A Population-Based Meta-Analysis of Circulating GFAP for Cognition and Dementia Risk

Authors

Mitzi M Gonzales
Crystal Wiedner
Chen-Pin Wang
Qianqian Liu
Joshua C Bis
Zhiguang Li
Jayandra J Himali
Saptaparni Ghosh
Emy A Thomas
Danielle M Parent
Tiffany F Kautz
Matthew P Pase
Hugo J Aparicio
Luc Djoussé
Kenneth J Mukamal
Bruce M Psaty
William T Longstreth
Thomas H Mosley
Vilmundur Gudnason
Djass Mbangdadji
Oscar L Lopez
Kristine Yaffe
Stephen Sidney
R Nick Bryan
Ilya M Nasrallah
Charles S DeCarli
Alexa S Beiser
Lenore J Launer
Myriam Fornage
Russell P Tracy
Sudha Seshadri
Claudia L Satizabal

Publication Date

10-1-2022

Journal

Annals of Clinical and Translational Neurology

Abstract

Objective: Expression of glial fibrillary acidic protein (GFAP), a marker of reactive astrocytosis, colocalizes with neuropathology in the brain. Blood levels of GFAP have been associated with cognitive decline and dementia status. However, further examinations at a population-based level are necessary to broaden generalizability to community settings.
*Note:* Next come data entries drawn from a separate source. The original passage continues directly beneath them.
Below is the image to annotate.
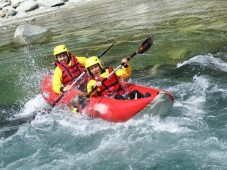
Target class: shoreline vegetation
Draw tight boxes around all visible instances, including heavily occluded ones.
[0,0,82,28]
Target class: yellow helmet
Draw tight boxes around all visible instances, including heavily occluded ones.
[86,56,103,69]
[54,45,69,57]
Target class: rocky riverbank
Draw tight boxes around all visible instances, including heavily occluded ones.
[0,0,87,29]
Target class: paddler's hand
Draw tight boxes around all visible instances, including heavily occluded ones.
[63,85,72,92]
[121,58,128,68]
[95,81,102,87]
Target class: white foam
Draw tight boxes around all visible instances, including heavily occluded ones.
[18,94,50,116]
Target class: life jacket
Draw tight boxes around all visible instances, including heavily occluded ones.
[55,54,89,86]
[92,67,125,97]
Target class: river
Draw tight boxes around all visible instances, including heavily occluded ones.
[0,0,227,170]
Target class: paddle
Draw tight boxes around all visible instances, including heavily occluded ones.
[75,36,153,111]
[51,41,116,107]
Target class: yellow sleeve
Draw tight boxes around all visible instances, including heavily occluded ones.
[52,67,63,94]
[76,57,87,67]
[116,64,132,79]
[87,80,99,95]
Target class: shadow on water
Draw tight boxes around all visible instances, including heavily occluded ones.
[0,105,34,138]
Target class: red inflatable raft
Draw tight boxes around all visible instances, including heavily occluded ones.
[41,74,174,122]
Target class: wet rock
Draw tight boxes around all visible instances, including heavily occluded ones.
[0,0,10,9]
[16,0,38,12]
[14,25,48,44]
[0,11,6,18]
[37,0,65,7]
[2,6,17,17]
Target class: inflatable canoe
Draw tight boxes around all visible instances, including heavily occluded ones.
[41,74,174,122]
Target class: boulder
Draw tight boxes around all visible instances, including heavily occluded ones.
[14,25,48,44]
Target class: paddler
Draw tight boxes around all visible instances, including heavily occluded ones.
[52,45,89,94]
[86,56,150,100]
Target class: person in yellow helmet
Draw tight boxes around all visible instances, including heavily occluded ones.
[86,56,149,100]
[52,45,89,94]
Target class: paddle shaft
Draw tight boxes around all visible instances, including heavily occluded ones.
[85,36,153,98]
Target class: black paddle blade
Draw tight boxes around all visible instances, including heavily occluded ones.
[98,41,116,58]
[138,36,153,54]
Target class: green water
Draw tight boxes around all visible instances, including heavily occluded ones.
[0,0,227,170]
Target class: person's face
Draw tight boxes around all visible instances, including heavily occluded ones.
[88,64,101,76]
[56,53,68,64]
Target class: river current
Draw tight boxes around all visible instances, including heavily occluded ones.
[0,0,227,170]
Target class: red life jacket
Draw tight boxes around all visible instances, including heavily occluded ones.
[55,54,88,86]
[92,67,125,97]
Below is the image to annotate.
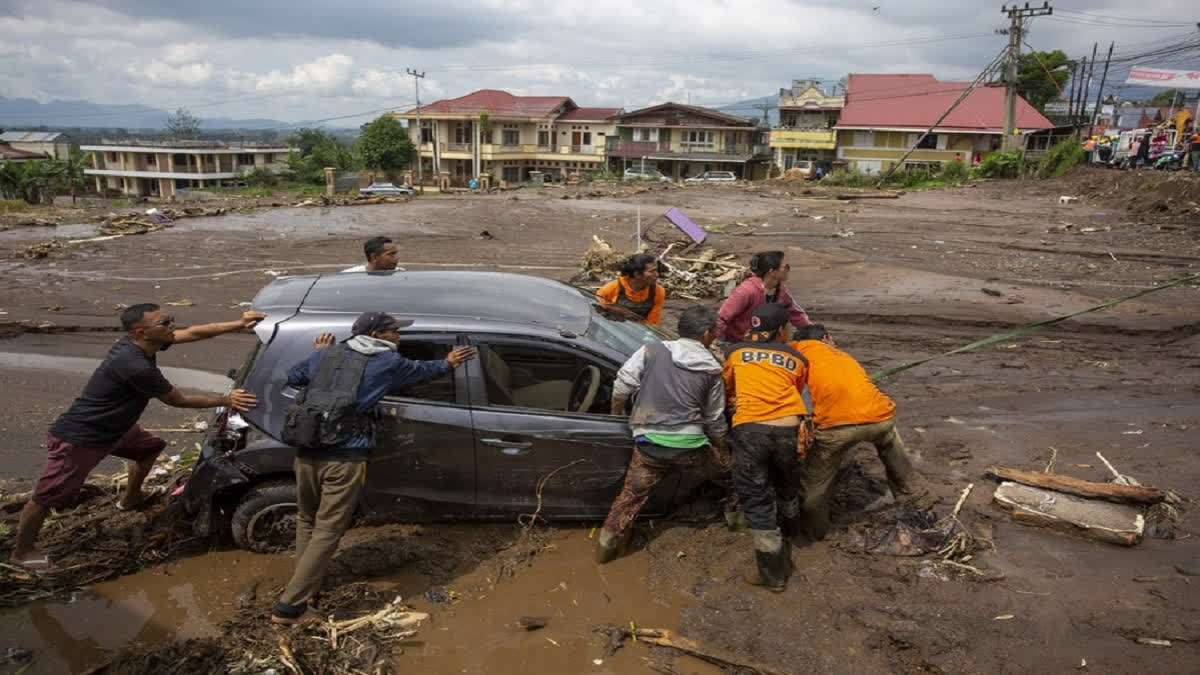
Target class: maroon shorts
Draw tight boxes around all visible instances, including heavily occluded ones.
[31,424,167,507]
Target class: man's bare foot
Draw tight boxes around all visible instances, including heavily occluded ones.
[271,607,325,626]
[8,551,54,572]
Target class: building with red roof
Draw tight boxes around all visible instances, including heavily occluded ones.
[394,89,622,186]
[835,73,1054,173]
[607,102,770,180]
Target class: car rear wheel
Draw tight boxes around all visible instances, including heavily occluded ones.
[230,482,296,554]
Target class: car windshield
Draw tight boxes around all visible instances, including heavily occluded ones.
[580,289,678,357]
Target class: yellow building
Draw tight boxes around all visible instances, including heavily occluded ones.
[607,103,770,180]
[770,79,846,171]
[394,89,620,186]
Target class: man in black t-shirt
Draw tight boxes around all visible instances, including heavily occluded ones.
[10,303,265,571]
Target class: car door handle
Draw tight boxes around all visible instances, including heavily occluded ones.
[479,438,533,455]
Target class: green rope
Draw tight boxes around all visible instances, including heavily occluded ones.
[871,274,1200,380]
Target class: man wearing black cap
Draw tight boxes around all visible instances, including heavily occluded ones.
[271,312,475,625]
[724,303,809,593]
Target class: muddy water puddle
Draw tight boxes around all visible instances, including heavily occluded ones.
[0,525,705,675]
[0,551,292,675]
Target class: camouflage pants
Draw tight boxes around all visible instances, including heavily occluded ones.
[604,444,738,537]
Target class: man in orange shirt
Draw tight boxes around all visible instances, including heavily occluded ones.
[788,324,935,539]
[722,303,809,593]
[596,253,667,325]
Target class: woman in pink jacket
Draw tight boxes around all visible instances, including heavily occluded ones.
[716,251,812,345]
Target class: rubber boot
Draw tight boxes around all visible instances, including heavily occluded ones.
[725,509,750,532]
[596,527,620,565]
[744,530,791,593]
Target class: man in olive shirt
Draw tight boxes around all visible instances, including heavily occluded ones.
[10,303,265,571]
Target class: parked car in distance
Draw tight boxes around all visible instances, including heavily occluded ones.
[182,271,695,551]
[623,167,674,183]
[787,160,817,180]
[359,183,416,197]
[684,171,738,183]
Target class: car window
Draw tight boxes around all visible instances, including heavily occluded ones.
[388,339,456,404]
[478,340,617,414]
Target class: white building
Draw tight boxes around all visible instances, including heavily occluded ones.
[0,131,71,160]
[80,141,292,197]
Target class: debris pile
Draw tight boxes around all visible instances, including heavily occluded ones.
[571,235,749,300]
[17,239,67,261]
[105,583,428,675]
[0,456,194,607]
[988,453,1182,546]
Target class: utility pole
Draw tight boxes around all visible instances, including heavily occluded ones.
[404,68,425,185]
[1079,42,1100,126]
[1000,1,1054,148]
[1067,61,1079,124]
[1087,42,1116,137]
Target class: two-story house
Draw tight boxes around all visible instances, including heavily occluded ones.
[835,73,1054,173]
[770,79,846,171]
[607,102,770,180]
[394,89,620,186]
[80,139,293,197]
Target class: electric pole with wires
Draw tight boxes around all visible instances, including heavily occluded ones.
[1000,1,1054,148]
[404,68,425,185]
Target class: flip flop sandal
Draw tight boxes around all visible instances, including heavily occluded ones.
[116,485,167,510]
[271,608,325,626]
[8,555,58,574]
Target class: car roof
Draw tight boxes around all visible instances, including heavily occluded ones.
[291,270,592,334]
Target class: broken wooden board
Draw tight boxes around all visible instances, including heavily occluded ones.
[992,480,1146,546]
[988,466,1166,504]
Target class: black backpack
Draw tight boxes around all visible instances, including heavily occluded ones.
[281,347,374,449]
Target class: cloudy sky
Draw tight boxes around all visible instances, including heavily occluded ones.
[0,0,1200,126]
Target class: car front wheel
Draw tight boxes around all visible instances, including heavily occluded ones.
[230,482,296,554]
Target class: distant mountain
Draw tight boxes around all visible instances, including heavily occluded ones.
[0,96,288,129]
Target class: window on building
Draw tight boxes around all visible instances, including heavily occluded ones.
[634,129,659,142]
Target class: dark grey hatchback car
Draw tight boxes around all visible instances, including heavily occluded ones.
[177,271,683,550]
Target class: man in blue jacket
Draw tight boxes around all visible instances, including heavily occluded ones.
[271,312,475,625]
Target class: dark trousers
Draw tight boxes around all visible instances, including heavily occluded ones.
[280,458,367,607]
[800,419,916,539]
[730,423,800,530]
[604,446,738,538]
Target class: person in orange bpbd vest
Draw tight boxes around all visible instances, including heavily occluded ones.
[596,253,667,325]
[722,303,809,593]
[790,324,936,539]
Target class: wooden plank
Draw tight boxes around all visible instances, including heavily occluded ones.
[988,466,1166,504]
[992,480,1145,546]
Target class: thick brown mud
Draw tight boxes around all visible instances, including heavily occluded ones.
[0,172,1200,675]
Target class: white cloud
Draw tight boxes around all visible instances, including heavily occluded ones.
[254,54,354,94]
[0,0,1200,125]
[138,60,212,86]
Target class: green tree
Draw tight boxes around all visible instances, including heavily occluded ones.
[1146,89,1183,108]
[1016,49,1070,110]
[167,108,200,138]
[354,115,416,173]
[288,129,354,185]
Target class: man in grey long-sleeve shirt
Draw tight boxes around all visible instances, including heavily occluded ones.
[596,305,745,563]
Methods: Circulating GFAP levels were assayed using a Simoa HD-1 analyzer in 4338 adults without prevalent dementia from four longitudinal community-based cohort studies. The associations between GFAP levels with general cognition, total brain volume, and hippocampal volume were evaluated with separate linear regression models in each cohort with adjustment for age, sex, education, race, diabetes, systolic blood pressure, antihypertensive medication, body mass index, apolipoprotein E ε4 status, site, and time between GFAP blood draw and the outcome. Associations with incident all-cause and Alzheimer's disease dementia were evaluated with adjusted Cox proportional hazard models. Meta-analysis was performed on the estimates derived from each cohort using random-effects models.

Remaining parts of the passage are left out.